Das Recht auf Gesundheit muss in einer humanen, guten Gesellschaft jeder haben.
Horst Köhler

Nachwuchs in der Forschung
Seit 2026 ist die Heinz und Heide Dürr Stiftung fördernder Partner beim „Clinician Scientists for Rare“-Programm, dem Nachwuchsförderprogramm der Alliance4Rare mit dem Schwerpunkt neurogenetische Erkrankungen im Forschungsfeld der Molekularbiologie.
Die Initiative „Alliance4Rare“ der Eva Luise und Horst Köhler Stiftung vernetzt forschungsstarke Universitätskinderkliniken mit fördernden Partner*innen. Gemeinsam wird auf diese Weise die Entwicklung innovativer Therapieansätze für seltene Erkrankungen bei schwerkranken Kindern und Jugendlichen unterstützt. Denn jedes Jahr sterben in Deutschland mindestens 1.500 Kinder und Jugendliche an seltenen Krankheiten.
Mit dieser jungen und vielversprechenden Zusammenarbeit geht die Heinz und Heide Dürr Stiftung einen wichtigen Schritt, um dem Nachwuchsmangel in der pädiatrischen Forschung entgegenzutreten. Bereits in Zusammenarbeit mit der NCL-Stiftung, die sich für eine Zukunft ohne Kinderdemenz einsetzt, fördert die Heinz und Heide Dürr Stiftung wissenschaftlichen Nachwuchs, durch die Förderung von Doktorandinnen und ihre Forschungsprojekte in den Jahren 2018 und 2024.
Neben privaten und gemeinnützigen Förderinitiativen wie Mäzene oder Stiftungen es sind, unterstützen auch Bund und Länder ausgewählte universitäre Forschungsstandorte in Deutschland. Während bei den Stiftungen wie der Eva Luise und Horst Köhler Stiftung ebenso wie bei der NCL-Stiftung humanitäre Motive im Vordergrund stehen, liegt der Antrieb von Bund und Ländern u. a. in der internationalen Wettbewerbsfähigkeit der Forschung an deutschen Universitäten.

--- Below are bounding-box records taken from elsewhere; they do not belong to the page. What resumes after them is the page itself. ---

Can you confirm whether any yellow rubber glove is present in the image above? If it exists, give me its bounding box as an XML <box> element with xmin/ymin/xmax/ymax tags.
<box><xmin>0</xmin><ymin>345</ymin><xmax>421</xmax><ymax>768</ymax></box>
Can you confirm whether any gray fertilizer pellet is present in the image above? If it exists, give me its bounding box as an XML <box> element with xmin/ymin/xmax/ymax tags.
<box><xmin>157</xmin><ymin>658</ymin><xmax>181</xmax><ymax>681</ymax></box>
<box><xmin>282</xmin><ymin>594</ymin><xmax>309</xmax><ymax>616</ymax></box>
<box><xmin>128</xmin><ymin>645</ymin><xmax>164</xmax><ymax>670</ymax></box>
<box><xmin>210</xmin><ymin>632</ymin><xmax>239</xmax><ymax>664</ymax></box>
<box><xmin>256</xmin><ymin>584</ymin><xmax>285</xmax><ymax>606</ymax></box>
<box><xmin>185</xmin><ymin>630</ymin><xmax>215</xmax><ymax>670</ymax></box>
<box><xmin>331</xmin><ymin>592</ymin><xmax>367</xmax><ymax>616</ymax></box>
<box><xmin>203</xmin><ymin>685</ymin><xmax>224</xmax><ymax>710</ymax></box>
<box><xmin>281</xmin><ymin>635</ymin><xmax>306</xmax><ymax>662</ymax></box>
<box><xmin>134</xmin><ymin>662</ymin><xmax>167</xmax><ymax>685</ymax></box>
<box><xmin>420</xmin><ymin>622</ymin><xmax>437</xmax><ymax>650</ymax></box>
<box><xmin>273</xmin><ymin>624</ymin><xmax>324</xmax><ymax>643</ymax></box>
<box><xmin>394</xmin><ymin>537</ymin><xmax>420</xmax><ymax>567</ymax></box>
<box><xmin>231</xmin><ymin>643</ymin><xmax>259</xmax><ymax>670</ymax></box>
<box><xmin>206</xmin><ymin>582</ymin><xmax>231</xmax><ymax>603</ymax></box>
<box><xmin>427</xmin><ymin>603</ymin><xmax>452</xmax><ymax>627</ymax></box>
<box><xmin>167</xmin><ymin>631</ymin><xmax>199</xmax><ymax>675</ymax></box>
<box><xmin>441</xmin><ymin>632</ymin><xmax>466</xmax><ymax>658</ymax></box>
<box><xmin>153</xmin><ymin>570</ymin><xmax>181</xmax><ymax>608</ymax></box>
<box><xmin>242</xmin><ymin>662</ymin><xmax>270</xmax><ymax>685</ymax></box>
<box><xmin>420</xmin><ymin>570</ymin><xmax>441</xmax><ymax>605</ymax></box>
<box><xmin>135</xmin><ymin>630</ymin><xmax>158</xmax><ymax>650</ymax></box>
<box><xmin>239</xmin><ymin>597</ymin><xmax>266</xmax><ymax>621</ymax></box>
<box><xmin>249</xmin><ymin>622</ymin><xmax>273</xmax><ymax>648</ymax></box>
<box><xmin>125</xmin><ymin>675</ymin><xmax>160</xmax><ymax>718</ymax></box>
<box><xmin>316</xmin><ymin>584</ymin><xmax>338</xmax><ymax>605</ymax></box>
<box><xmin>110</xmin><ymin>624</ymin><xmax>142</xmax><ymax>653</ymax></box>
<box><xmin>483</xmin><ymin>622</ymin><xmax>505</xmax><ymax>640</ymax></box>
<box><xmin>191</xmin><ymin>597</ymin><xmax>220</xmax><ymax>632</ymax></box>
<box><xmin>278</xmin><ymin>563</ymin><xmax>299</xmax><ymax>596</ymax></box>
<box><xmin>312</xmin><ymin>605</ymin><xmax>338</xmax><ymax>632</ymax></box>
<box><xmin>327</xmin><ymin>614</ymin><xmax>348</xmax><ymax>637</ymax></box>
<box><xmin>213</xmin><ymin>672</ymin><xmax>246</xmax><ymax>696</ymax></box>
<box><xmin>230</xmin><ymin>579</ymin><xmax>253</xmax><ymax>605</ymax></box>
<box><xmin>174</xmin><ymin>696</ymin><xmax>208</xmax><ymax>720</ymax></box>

Im Jahr 2016 beschlossen die Regierungen von Bund und Ländern die Exzellenzstrategie (ExStra) als gemeinsames Förderprogramm mit unbegrenzter Laufzeit. Die Universitäten können dabei ihre Forschungsfelder und Profilbereiche frei wählen. Mit der Exzellenzstrategie werden derzeit jährlich 533 Millionen Euro für die Förderung ausgewählter Exzellenzcluster und Exzellenzuniversitäten bereitgestellt. Ab 2026 wird das Gesamtbudget auf 687 Millionen Euro pro Jahr erhöht. Ein Vorläufer dieses Programms war die Exzellenzinitiative, die von 2005 bis 2017 lief und auch für andere Länder ein Vorbild darstellte, eigene Exzellenzprogramme zu etablieren.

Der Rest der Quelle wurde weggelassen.